RAND’s analysis found some evidence that laws aimed at keeping firearms out of the hands of small children had some effect on rates of suicide and accidental gun injuries. Morral also surveyed 95 gun policy experts on both sides of the debate, asking them to rank the ideal outcomes of any given gun control legislation. The outcomes included lowering homicides, suicides, and mass shootings as well as protecting privacy, and enabling hunting and sport shooting. The vast majority of the expert responded that cutting suicides and homicides should be the top priorities.

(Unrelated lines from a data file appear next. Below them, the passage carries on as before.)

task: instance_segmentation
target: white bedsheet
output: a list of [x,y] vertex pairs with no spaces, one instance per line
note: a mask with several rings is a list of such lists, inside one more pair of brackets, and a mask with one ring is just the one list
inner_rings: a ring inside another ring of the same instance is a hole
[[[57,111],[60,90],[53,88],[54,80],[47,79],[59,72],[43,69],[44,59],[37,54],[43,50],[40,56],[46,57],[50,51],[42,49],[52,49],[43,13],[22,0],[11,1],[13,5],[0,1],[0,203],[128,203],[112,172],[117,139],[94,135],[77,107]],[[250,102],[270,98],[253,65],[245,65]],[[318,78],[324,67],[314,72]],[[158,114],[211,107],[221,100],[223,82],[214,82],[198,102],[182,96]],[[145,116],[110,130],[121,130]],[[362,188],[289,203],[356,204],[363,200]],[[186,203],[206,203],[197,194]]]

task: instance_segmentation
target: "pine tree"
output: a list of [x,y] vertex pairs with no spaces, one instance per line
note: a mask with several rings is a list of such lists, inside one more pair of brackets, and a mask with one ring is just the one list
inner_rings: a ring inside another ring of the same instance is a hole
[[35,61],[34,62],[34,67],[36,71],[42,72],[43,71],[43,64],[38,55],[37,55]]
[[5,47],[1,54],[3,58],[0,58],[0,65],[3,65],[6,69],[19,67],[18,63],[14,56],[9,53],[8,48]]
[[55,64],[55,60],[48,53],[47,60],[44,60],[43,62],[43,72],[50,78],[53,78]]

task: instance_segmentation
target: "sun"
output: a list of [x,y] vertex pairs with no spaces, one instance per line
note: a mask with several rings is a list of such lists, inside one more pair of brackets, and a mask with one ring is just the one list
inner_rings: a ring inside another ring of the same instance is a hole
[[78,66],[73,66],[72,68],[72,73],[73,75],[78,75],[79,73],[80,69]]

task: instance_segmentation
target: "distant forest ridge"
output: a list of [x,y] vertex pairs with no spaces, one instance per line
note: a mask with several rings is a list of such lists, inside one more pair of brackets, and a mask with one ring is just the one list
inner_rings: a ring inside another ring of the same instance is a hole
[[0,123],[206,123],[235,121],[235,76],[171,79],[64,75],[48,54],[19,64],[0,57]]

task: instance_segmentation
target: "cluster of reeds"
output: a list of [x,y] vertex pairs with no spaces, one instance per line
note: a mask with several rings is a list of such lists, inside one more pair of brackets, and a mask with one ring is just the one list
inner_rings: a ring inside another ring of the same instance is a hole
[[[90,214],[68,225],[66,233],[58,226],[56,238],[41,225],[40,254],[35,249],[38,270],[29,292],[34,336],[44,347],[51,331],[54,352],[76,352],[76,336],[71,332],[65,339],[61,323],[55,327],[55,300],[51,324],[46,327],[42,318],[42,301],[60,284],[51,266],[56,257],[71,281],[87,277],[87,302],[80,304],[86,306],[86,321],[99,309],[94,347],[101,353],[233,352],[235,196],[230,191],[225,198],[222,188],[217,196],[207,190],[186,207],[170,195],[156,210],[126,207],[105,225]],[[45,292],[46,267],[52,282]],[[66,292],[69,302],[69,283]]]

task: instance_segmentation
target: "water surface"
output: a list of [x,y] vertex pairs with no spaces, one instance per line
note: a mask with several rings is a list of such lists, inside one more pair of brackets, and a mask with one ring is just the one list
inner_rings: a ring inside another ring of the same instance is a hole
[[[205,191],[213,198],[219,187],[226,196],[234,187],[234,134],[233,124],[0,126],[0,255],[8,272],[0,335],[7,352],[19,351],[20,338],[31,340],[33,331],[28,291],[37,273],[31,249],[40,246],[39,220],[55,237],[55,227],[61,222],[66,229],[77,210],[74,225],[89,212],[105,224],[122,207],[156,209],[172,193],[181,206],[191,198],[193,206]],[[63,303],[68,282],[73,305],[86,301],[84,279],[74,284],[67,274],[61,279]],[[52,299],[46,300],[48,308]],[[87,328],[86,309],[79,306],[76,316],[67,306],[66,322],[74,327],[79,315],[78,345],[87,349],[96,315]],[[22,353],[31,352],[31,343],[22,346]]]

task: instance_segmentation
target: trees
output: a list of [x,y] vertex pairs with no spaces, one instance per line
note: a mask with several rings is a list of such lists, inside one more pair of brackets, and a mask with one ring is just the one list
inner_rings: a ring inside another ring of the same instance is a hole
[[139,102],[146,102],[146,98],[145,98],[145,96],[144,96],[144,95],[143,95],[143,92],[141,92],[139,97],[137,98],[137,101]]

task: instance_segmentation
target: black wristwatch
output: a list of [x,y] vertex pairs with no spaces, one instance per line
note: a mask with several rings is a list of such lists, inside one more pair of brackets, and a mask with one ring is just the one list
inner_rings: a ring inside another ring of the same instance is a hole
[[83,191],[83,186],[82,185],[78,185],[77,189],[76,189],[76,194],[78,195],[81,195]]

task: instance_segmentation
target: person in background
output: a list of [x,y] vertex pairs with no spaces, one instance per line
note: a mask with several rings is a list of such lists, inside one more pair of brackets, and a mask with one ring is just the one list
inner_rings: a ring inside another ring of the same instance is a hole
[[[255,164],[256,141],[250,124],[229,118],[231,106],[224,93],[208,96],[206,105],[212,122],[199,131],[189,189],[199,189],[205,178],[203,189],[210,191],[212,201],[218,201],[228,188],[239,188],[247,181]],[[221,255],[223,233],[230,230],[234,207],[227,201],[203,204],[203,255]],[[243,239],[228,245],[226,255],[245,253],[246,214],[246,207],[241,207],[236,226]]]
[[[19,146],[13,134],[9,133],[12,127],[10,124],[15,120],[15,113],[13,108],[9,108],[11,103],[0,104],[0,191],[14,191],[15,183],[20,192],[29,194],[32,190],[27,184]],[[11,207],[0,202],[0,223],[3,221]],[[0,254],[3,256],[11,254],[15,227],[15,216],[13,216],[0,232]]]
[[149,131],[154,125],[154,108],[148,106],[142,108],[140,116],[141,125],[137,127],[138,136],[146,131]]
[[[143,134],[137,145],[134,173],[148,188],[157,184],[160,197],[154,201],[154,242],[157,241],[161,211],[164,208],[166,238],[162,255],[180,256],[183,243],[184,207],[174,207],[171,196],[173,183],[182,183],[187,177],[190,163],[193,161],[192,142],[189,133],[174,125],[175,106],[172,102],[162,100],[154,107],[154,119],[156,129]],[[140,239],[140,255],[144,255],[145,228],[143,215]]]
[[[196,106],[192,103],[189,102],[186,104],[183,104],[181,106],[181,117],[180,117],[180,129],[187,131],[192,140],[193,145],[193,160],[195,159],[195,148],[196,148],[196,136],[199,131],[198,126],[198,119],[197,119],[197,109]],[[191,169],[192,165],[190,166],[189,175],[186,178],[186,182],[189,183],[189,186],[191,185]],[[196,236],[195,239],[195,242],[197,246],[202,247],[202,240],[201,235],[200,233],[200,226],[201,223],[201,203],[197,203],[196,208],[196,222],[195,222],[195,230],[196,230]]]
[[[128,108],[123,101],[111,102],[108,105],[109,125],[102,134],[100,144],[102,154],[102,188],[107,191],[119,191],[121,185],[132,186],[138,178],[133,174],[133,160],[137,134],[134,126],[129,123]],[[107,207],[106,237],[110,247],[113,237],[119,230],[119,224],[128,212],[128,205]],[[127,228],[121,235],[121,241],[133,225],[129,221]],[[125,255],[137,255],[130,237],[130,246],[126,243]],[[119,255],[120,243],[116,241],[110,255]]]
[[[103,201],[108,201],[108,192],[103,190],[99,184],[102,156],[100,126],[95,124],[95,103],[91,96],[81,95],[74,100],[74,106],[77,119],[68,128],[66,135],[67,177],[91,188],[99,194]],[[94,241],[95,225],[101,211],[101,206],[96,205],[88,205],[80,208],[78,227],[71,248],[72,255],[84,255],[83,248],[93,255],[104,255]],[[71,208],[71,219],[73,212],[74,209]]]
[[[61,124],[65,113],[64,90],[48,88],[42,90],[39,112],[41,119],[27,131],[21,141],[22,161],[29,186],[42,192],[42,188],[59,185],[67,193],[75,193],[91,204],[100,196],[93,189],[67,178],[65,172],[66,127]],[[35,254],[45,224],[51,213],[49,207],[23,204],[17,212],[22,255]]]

“That was a surprise, actually,” Morral told NPR. “I think people on either side of gun policy debates think that the other side has misplaced values — or that it’s a values problem, in any case. But that’s not what we find. We find people prioritize the same things in the same order. Where they disagree is on which laws will achieve those objectives. So this is a disagreement about facts. And the facts are sparse.”
Many gun control advocates have called on the federal government to invest more into gathering accurate data on gun violence in America. Congress has long limited the funding for such studies and prevented gun violence from being considered a health issue that would fall under the jurisdiction of the Centers for Disease Control and Prevention (CDC).